The online Islamic State (Isis) propaganda machine will only be defeated if it can be pushed from public view to the dark web, Google has said.

Jared Cohen, the director of Google Ideas, believes that to "recapture digital territory" from the terror cell, its members must fear being caught when they post messages promoting the organisation's cause in public. "Terrorist groups like Isis, they operate in the dark web whether we want them to or not," Cohen said at a talk on Waging a Digital Counterinsurgency, at Chatham House. "What is new is that they're operating without being pushed back in the same internet we all enjoyed. So success looks like Isis being contained to the dark web".

Forcing Isis back into the online shadows would mean that its propaganda will not be spread as easily, Cohen said. He would like to see Isis social media accounts being deleted faster than they can be created, making it harder for people to make contact with Isis recruiters.

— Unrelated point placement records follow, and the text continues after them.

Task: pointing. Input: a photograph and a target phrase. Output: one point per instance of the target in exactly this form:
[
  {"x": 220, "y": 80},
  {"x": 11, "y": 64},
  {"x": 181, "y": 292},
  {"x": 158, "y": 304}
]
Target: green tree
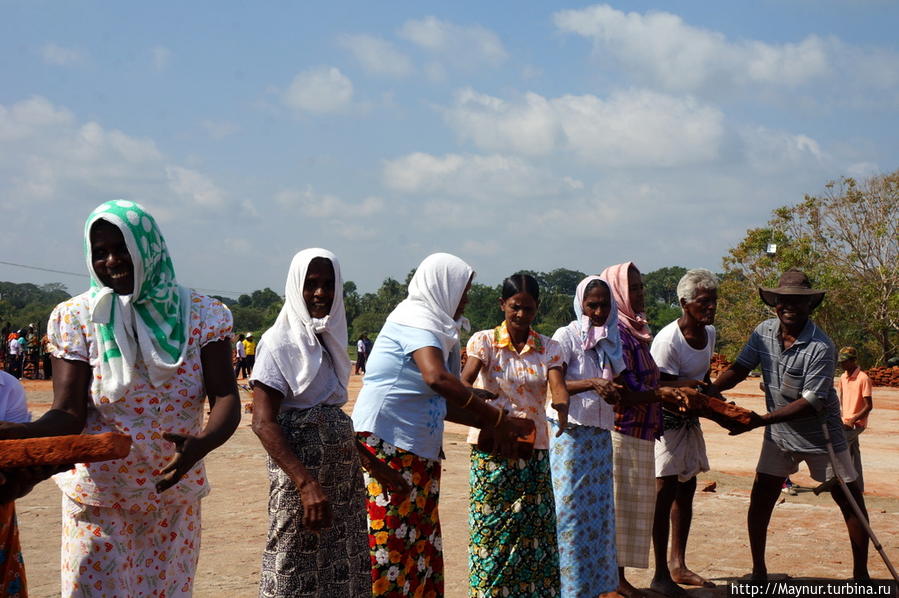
[
  {"x": 847, "y": 241},
  {"x": 662, "y": 304}
]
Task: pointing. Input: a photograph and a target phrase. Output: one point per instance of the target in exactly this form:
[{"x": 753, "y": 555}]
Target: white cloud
[
  {"x": 323, "y": 205},
  {"x": 219, "y": 129},
  {"x": 47, "y": 155},
  {"x": 494, "y": 178},
  {"x": 319, "y": 90},
  {"x": 661, "y": 48},
  {"x": 377, "y": 56},
  {"x": 461, "y": 46},
  {"x": 161, "y": 57},
  {"x": 629, "y": 128},
  {"x": 863, "y": 169},
  {"x": 194, "y": 186},
  {"x": 59, "y": 56},
  {"x": 487, "y": 247},
  {"x": 769, "y": 151}
]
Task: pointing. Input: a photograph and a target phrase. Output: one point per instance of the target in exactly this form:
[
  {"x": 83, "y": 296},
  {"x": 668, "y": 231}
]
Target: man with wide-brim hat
[
  {"x": 792, "y": 282},
  {"x": 797, "y": 361}
]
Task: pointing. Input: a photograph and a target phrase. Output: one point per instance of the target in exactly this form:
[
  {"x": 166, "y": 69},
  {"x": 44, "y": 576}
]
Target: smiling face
[
  {"x": 318, "y": 289},
  {"x": 597, "y": 304},
  {"x": 793, "y": 310},
  {"x": 110, "y": 258},
  {"x": 702, "y": 307},
  {"x": 635, "y": 290},
  {"x": 519, "y": 311}
]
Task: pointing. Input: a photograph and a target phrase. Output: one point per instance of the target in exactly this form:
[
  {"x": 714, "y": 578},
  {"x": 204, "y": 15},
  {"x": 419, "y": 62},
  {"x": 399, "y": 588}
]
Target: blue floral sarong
[{"x": 581, "y": 464}]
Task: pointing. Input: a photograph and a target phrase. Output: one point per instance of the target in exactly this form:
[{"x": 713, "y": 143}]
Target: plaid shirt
[{"x": 641, "y": 373}]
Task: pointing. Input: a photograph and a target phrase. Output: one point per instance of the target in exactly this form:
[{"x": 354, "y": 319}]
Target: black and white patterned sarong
[{"x": 333, "y": 563}]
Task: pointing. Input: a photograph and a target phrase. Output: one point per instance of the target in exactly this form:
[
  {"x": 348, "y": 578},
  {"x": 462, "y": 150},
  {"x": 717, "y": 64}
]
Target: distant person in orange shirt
[{"x": 856, "y": 403}]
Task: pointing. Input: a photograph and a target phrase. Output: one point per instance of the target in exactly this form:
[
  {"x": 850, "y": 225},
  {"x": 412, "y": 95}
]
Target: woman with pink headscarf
[{"x": 636, "y": 427}]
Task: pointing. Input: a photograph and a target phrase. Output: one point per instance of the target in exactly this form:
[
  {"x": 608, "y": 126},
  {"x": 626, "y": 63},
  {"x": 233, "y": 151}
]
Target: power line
[{"x": 82, "y": 275}]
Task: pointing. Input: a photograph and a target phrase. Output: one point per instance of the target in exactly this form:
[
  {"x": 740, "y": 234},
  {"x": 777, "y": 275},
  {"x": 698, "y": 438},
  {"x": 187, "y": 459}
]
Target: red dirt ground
[{"x": 807, "y": 537}]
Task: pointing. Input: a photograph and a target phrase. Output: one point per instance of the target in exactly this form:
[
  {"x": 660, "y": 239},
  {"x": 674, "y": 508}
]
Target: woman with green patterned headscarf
[{"x": 138, "y": 354}]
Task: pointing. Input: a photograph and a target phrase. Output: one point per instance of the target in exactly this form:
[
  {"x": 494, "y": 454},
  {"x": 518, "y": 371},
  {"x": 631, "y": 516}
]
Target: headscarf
[
  {"x": 605, "y": 338},
  {"x": 152, "y": 321},
  {"x": 636, "y": 323},
  {"x": 434, "y": 294},
  {"x": 293, "y": 339}
]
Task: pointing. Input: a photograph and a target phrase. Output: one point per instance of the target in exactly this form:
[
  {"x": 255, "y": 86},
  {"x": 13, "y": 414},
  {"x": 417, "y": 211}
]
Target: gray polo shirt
[{"x": 808, "y": 365}]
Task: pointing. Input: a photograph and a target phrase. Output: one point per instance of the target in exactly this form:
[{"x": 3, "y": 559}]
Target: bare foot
[
  {"x": 688, "y": 578},
  {"x": 667, "y": 587},
  {"x": 758, "y": 576},
  {"x": 626, "y": 590}
]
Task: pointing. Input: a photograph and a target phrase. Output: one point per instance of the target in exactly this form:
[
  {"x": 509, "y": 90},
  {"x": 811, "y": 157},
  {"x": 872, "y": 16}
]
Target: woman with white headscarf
[
  {"x": 318, "y": 538},
  {"x": 137, "y": 354},
  {"x": 581, "y": 456},
  {"x": 411, "y": 384}
]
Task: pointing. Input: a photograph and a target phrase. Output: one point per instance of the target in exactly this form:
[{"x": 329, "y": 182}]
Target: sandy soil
[{"x": 807, "y": 537}]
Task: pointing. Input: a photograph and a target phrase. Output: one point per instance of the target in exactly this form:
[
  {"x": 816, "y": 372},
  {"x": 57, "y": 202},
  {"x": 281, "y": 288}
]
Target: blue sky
[{"x": 516, "y": 135}]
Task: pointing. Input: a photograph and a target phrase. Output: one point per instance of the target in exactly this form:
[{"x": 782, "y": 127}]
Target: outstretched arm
[
  {"x": 224, "y": 415},
  {"x": 266, "y": 404}
]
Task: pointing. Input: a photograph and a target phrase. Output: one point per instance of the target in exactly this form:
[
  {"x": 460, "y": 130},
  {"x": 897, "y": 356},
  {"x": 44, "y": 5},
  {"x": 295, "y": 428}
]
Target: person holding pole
[{"x": 797, "y": 361}]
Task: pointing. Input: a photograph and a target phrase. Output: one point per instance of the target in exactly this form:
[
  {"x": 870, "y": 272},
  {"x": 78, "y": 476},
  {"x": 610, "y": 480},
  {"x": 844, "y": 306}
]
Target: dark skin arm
[
  {"x": 869, "y": 405},
  {"x": 224, "y": 415},
  {"x": 555, "y": 381},
  {"x": 71, "y": 381},
  {"x": 434, "y": 373},
  {"x": 266, "y": 405},
  {"x": 736, "y": 374}
]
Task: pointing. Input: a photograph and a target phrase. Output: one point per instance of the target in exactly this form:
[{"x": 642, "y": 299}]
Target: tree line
[{"x": 846, "y": 240}]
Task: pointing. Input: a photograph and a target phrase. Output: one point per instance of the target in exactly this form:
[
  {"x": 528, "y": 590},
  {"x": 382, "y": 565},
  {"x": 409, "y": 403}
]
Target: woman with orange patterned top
[{"x": 512, "y": 549}]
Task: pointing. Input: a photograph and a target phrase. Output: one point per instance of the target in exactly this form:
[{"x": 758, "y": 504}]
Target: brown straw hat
[{"x": 792, "y": 282}]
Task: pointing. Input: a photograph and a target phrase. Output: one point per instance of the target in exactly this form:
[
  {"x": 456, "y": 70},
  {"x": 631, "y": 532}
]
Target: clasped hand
[
  {"x": 188, "y": 451},
  {"x": 508, "y": 434}
]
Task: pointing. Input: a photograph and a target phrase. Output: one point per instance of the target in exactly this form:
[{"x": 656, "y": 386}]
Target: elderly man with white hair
[{"x": 683, "y": 351}]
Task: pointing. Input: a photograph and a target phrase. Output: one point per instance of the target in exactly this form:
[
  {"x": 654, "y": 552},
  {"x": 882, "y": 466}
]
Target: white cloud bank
[
  {"x": 629, "y": 128},
  {"x": 494, "y": 178},
  {"x": 60, "y": 56},
  {"x": 461, "y": 46},
  {"x": 319, "y": 90},
  {"x": 659, "y": 48},
  {"x": 47, "y": 155},
  {"x": 377, "y": 56}
]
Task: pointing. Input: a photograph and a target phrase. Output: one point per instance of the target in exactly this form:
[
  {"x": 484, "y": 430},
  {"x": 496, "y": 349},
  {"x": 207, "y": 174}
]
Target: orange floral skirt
[{"x": 404, "y": 536}]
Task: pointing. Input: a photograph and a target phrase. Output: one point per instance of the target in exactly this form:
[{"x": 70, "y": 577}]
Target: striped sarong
[
  {"x": 332, "y": 562},
  {"x": 581, "y": 463},
  {"x": 635, "y": 498}
]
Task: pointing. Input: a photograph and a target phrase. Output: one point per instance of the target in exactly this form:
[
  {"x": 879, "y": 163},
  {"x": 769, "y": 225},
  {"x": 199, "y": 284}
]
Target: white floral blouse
[
  {"x": 144, "y": 412},
  {"x": 518, "y": 379}
]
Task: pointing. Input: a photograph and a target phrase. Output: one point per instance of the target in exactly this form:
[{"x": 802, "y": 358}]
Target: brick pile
[
  {"x": 883, "y": 376},
  {"x": 719, "y": 364}
]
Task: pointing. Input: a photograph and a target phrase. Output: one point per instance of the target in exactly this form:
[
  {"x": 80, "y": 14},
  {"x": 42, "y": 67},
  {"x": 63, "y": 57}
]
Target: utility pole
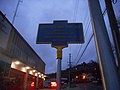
[
  {"x": 70, "y": 65},
  {"x": 105, "y": 55},
  {"x": 114, "y": 28}
]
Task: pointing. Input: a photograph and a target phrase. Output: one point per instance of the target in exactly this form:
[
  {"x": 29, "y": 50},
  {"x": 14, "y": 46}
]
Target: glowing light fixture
[
  {"x": 35, "y": 74},
  {"x": 30, "y": 72},
  {"x": 17, "y": 62},
  {"x": 27, "y": 67}
]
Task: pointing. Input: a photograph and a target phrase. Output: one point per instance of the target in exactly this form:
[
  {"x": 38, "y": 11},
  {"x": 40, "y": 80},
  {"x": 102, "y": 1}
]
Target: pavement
[{"x": 83, "y": 86}]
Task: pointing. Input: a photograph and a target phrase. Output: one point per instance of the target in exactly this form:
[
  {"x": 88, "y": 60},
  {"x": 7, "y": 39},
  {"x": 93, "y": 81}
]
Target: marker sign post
[{"x": 59, "y": 35}]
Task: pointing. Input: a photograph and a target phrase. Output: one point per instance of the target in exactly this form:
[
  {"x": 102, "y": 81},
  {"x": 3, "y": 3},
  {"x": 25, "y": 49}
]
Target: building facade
[{"x": 18, "y": 61}]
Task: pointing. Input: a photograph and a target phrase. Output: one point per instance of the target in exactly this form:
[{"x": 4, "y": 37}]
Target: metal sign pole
[
  {"x": 58, "y": 74},
  {"x": 104, "y": 51},
  {"x": 59, "y": 59}
]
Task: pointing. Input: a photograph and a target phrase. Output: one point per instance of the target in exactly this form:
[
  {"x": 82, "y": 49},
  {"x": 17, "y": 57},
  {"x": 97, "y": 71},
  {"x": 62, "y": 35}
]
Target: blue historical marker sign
[{"x": 60, "y": 33}]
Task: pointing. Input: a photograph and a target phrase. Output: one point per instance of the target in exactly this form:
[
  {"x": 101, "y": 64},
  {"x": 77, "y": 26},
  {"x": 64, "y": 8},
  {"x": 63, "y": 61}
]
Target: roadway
[{"x": 84, "y": 86}]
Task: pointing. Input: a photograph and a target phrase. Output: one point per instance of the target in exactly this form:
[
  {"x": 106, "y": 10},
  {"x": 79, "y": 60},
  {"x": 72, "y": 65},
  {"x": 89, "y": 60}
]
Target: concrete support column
[{"x": 37, "y": 80}]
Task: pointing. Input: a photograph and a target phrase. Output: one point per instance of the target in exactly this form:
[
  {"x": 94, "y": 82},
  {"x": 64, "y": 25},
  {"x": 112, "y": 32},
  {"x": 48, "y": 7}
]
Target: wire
[
  {"x": 85, "y": 48},
  {"x": 114, "y": 1}
]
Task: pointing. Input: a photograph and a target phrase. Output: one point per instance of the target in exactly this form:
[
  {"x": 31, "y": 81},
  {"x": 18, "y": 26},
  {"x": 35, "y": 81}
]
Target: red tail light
[
  {"x": 53, "y": 84},
  {"x": 32, "y": 84}
]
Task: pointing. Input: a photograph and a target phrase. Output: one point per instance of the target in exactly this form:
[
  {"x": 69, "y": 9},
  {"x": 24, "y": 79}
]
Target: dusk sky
[{"x": 31, "y": 13}]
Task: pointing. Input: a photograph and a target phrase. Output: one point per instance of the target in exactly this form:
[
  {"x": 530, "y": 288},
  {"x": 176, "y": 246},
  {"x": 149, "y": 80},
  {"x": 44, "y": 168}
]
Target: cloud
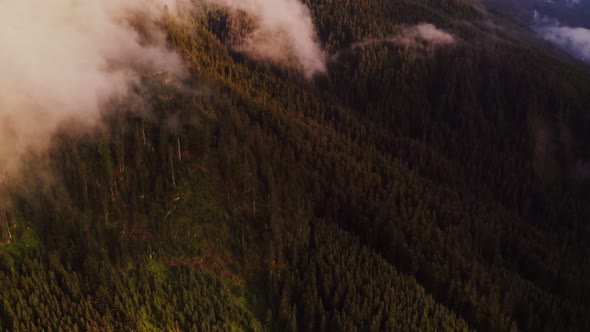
[
  {"x": 285, "y": 31},
  {"x": 418, "y": 36},
  {"x": 62, "y": 60},
  {"x": 423, "y": 33},
  {"x": 574, "y": 40}
]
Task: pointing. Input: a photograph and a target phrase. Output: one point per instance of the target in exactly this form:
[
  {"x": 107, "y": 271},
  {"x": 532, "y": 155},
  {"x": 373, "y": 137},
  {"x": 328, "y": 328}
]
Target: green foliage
[{"x": 399, "y": 192}]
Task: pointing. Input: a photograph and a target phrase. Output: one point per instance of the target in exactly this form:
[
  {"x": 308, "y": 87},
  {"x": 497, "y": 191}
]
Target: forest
[{"x": 409, "y": 188}]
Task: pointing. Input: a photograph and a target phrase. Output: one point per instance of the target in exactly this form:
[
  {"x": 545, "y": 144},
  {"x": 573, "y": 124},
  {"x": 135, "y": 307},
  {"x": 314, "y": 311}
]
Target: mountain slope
[{"x": 414, "y": 186}]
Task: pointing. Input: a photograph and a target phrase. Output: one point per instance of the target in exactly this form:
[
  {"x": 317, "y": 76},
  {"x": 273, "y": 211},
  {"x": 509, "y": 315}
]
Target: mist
[
  {"x": 62, "y": 60},
  {"x": 423, "y": 33},
  {"x": 285, "y": 33},
  {"x": 574, "y": 40}
]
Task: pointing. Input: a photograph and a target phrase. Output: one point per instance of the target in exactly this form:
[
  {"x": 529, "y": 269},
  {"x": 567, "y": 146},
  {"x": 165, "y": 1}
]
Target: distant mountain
[{"x": 565, "y": 23}]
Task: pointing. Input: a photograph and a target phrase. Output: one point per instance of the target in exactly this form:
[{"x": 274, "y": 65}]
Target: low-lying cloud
[
  {"x": 575, "y": 40},
  {"x": 423, "y": 35},
  {"x": 285, "y": 31},
  {"x": 62, "y": 60}
]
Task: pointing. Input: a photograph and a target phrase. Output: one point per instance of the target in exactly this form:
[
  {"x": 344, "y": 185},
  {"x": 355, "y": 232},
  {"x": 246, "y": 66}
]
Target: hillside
[{"x": 420, "y": 184}]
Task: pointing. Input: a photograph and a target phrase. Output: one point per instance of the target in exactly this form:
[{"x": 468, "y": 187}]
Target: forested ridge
[{"x": 414, "y": 188}]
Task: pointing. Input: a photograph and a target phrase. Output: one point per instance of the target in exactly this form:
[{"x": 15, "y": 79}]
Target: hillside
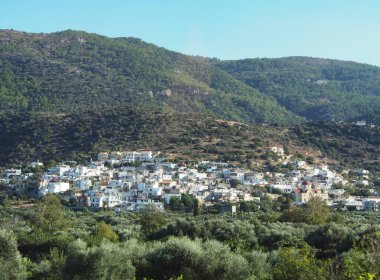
[
  {"x": 71, "y": 71},
  {"x": 317, "y": 89},
  {"x": 69, "y": 94},
  {"x": 28, "y": 137}
]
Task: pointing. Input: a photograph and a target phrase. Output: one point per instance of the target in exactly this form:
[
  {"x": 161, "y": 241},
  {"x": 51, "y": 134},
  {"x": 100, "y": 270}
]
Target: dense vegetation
[
  {"x": 67, "y": 71},
  {"x": 55, "y": 137},
  {"x": 47, "y": 241},
  {"x": 318, "y": 89}
]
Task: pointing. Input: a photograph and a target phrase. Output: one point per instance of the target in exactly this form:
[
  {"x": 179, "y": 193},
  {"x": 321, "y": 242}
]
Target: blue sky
[{"x": 226, "y": 29}]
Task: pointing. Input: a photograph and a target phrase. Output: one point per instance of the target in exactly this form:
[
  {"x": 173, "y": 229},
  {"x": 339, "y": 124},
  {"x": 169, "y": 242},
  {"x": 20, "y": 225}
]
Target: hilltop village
[{"x": 133, "y": 180}]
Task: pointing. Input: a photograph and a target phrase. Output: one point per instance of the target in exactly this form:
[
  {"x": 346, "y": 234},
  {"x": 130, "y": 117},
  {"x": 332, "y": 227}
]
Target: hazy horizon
[{"x": 227, "y": 30}]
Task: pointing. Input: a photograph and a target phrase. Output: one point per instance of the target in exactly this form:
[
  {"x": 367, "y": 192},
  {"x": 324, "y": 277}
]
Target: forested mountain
[
  {"x": 317, "y": 89},
  {"x": 72, "y": 71},
  {"x": 69, "y": 94}
]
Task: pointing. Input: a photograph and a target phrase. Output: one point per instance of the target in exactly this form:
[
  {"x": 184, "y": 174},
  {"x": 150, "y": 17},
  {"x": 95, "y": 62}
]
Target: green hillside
[
  {"x": 70, "y": 71},
  {"x": 317, "y": 89}
]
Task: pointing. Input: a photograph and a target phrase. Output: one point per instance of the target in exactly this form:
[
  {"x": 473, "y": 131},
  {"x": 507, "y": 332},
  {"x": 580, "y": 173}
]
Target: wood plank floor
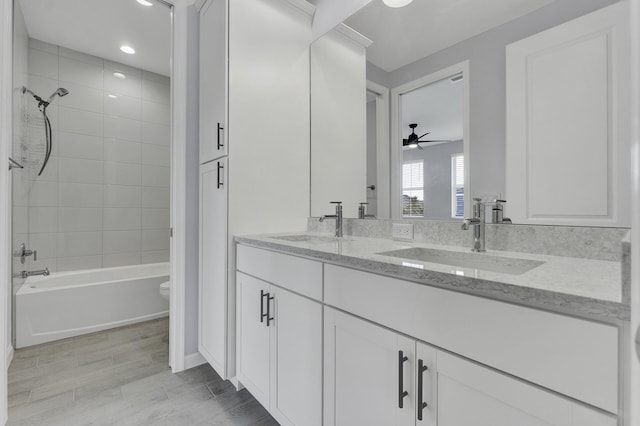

As Isis has become more prominent in Syria and Iraq, social media, alongside traditional offline methods, have have been used to spread the group's messages and recruit members. In 2014 analysis of the group's online activity showed that they routinely hijack hashtags, use bots, and post gruesome videos to Twitter, Facebook, and YouTube.

The UK's internet counter terrorism unit claims to remove 1,000 illegal pieces of terrorism related content from the internet each week -- it says that roughly 800 of these are to do with Syria and Iraq. The group claims in the 12 months before June 2012 that 39,000 internet takedowns were completed.

Schools have been warned that that a "small minority of users who exploit social media to radicalise and recruit vulnerable people". Social media networks used to promote Isis' message have ranged from Instagram to Tumblr and Facebook.

However, Shiraz Maher, a radicalisation researcher from King's College London who was also speaking at Chatham House event said that these are less prominent now and many UK citizens who are travelling to join Isis in Syria are now using the encrypted Telegram app. The shift can be seen from Telegram removing some public channels that were promoting Isis.

Cohen, who heads up the Google department that is building products to help against oppression, said the "echo chamber" created by hordes of fake social media accounts "shouldn't be neglected. He said: "The reality is what Isis is doing with technology ranges from communication to spamming, to all sorts of tactics that you're probably more familiar with fraud and spam and various scams you've received in your inbox." "To me Isis is not a tech savvy organisation."

One possible tactic, according Yasmin Green, also of Google Ideas, is to show targeted advertising to those who have been identified as looking at the propaganda.

Green said adverts may be able to "connect, distract, disrupt, and maybe sell a different product" to those with fighting for Isis in their eyes. The approach is also one that has been endorsed by the British government with internet minister Baroness Shields saying tech companies can do more to promote anti-extremist messages on their services.